What staff proposed: Kim Kaley (district administration) told trustees the presentation reflects months of review with principals and comparisons with peer districts. The principal changes described were:
- At elementary schools, reduce the second art and music teacher allotment for campuses over 750 students and instead reassign existing instructional assistants as two fine-arts assistants (one for art, one for music) on larger campuses. Administrators said the district already has campus assistants available and would not need to hire new aides to implement the change.
- Keep a second PE teacher at larger elementary campuses because PE requires more instructional minutes per week; the reallocation targets only the fine-arts teacher allotments.
- At middle schools, eliminate a third fine-arts assistant-director position (allotted for very large programs) based on five-year enrollment reviews and planned class-size management.
- Remove a health aide position at middle schools (currently paired with a registered nurse) from the staffing metrics; administrators said they believe the RN can manage clinics without the aide at projected middle-school enrollments next year.
- At the high-school level, staff said no change to the matrix was proposed, but the district will evaluate low-enrollment courses and restructure some programs as revenue-generating CTE offerings.
Financial and personnel impact: Administration said shifting from 16 elementary fine-arts teacher positions to aides and other reassignments would yield a little over $1,000,000 in annual savings based on the district’s budget formulas (the district uses an aggregate teacher cost assumption for planning). The staff presentation emphasized the district’s intent to limit involuntary separations: administrators said they plan to use normal attrition and reopenings in other areas to absorb affected employees where possible, and to give employees two years to find alternative positions or gain additional certification.
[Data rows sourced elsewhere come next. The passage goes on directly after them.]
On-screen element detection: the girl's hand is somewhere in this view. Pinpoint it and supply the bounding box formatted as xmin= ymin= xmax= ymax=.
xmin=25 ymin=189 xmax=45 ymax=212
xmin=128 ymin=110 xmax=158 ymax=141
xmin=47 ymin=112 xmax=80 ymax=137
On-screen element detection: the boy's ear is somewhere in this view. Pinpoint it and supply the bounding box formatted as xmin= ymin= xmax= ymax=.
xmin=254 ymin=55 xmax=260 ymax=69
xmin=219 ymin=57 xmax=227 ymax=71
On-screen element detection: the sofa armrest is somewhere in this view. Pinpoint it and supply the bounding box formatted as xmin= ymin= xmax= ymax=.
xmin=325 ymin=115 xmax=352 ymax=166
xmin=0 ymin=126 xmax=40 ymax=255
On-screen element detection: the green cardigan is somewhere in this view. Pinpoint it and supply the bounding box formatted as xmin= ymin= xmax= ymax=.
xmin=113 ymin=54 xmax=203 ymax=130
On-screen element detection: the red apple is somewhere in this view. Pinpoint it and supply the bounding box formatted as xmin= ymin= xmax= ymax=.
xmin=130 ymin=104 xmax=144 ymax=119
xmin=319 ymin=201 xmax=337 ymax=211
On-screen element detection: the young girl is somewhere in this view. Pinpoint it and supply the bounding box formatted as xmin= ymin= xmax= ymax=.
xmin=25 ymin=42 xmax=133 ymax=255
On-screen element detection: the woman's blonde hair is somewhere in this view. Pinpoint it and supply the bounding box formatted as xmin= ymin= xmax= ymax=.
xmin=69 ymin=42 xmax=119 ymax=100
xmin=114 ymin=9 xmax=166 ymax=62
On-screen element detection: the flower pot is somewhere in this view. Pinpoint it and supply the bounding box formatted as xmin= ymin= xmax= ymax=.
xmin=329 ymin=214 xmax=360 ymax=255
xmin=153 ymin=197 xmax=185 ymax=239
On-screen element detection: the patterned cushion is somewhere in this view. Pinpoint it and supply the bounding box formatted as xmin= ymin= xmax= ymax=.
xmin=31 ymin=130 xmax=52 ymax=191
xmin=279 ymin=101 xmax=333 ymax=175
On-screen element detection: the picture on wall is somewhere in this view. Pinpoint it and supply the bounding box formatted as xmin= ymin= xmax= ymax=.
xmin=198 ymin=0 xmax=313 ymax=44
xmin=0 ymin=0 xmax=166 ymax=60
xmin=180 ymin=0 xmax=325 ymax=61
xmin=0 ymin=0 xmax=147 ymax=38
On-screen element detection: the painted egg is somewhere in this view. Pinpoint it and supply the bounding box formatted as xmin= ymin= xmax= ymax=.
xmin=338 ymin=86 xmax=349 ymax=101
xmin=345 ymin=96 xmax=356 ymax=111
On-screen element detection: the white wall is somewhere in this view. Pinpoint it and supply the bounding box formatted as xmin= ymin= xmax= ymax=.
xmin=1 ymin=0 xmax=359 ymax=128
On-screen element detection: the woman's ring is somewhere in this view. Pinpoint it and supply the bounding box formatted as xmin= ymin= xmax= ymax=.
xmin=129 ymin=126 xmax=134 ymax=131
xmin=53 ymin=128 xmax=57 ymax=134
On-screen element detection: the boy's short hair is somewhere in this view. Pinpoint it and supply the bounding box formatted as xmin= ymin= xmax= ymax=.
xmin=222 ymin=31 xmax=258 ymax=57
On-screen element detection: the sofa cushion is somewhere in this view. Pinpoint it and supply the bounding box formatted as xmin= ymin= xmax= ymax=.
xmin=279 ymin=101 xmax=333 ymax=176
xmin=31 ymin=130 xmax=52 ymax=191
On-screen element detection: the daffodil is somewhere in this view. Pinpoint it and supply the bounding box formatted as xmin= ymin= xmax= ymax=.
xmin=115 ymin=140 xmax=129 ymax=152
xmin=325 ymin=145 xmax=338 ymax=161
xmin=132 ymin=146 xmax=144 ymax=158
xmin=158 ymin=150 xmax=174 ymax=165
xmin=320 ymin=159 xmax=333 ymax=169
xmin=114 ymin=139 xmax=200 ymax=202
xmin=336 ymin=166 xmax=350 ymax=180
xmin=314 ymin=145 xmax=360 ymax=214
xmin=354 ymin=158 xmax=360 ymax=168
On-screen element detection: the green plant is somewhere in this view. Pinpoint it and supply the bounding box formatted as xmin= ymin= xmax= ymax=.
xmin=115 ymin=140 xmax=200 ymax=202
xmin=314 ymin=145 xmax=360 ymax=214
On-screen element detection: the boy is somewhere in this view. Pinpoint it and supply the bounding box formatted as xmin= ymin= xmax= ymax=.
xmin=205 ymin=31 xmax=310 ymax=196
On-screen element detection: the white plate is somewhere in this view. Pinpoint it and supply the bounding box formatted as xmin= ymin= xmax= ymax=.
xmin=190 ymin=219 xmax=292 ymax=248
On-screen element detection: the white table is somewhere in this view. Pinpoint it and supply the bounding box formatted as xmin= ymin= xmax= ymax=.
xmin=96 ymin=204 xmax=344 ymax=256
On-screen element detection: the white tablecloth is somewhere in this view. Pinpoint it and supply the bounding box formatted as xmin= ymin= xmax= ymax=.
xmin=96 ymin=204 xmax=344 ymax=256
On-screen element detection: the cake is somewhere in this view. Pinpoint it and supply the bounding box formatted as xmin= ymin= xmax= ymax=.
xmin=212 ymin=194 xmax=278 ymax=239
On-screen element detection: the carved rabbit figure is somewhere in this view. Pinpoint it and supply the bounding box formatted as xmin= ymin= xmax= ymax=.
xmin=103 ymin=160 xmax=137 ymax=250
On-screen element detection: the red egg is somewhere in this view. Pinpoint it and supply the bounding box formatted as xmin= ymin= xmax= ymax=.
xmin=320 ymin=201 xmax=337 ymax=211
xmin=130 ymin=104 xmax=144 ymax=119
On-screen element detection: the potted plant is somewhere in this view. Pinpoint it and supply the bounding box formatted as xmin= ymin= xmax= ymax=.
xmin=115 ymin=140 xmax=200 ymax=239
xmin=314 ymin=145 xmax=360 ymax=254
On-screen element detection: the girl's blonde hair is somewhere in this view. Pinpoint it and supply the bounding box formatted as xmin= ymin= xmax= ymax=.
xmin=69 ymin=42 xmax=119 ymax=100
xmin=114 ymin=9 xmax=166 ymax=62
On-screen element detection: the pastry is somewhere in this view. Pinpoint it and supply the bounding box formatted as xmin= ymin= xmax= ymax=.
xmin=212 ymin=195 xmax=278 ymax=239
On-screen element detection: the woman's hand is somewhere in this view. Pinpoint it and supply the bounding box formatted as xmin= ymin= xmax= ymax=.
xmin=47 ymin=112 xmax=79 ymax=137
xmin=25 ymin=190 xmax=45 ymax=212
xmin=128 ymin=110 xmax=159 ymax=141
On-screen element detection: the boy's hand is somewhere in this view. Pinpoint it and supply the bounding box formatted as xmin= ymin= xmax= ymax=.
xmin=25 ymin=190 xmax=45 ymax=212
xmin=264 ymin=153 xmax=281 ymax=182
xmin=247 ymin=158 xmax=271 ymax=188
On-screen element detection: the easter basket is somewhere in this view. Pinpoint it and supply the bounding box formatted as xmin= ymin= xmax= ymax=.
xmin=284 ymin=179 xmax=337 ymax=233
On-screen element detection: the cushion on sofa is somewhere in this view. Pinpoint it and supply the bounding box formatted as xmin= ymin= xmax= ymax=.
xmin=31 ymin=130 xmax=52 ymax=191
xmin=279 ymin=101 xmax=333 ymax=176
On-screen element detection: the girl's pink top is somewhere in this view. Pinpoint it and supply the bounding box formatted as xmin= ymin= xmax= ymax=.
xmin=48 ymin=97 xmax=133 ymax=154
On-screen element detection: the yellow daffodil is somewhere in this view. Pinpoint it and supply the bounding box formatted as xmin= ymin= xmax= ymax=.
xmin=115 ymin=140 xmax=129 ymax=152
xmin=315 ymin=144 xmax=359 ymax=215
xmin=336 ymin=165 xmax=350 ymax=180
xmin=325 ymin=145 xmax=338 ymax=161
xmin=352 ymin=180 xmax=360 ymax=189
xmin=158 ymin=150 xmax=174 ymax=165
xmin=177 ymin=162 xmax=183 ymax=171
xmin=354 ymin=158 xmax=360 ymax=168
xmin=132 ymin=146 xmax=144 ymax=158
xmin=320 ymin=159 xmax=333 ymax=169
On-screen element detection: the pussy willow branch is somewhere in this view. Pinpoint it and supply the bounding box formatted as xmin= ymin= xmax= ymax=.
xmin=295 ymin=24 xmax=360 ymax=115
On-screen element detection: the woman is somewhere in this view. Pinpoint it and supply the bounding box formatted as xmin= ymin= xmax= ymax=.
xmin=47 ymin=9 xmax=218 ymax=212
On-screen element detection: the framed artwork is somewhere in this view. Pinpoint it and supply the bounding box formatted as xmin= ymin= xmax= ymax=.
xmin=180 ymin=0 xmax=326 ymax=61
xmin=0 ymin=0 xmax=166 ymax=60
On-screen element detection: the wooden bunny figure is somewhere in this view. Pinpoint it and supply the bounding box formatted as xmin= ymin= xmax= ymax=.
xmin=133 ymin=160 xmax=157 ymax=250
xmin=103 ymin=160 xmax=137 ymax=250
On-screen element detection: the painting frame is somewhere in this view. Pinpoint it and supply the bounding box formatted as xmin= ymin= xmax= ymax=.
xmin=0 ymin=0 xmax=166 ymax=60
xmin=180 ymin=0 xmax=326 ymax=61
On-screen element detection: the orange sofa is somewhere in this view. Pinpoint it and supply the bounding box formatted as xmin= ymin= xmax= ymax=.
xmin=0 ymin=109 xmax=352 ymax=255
Board concerns: Trustees expressed concern about the classroom and program impact of consolidating art and music teachers—especially the effect on instruction, classroom size during specials rotations and campus culture. Trustees also asked for more granular data on assistant-principal staffing benchmarks and on the assumptions underlying the $1 million savings figure. Administration agreed to provide additional data and to work with principals on individual campus logistics and communications to staff and families.
Next steps: The staffing-matrix proposal will return to the board as part of fall‑budget and staffing adoption. Administration said it would provide more detailed cost breakdowns, certification lists for affected staff, and the timeline for any reassignments. The district also indicated that some changes could become permanent efficiency measures, while others might be reversed if revenue or legislative outcomes change.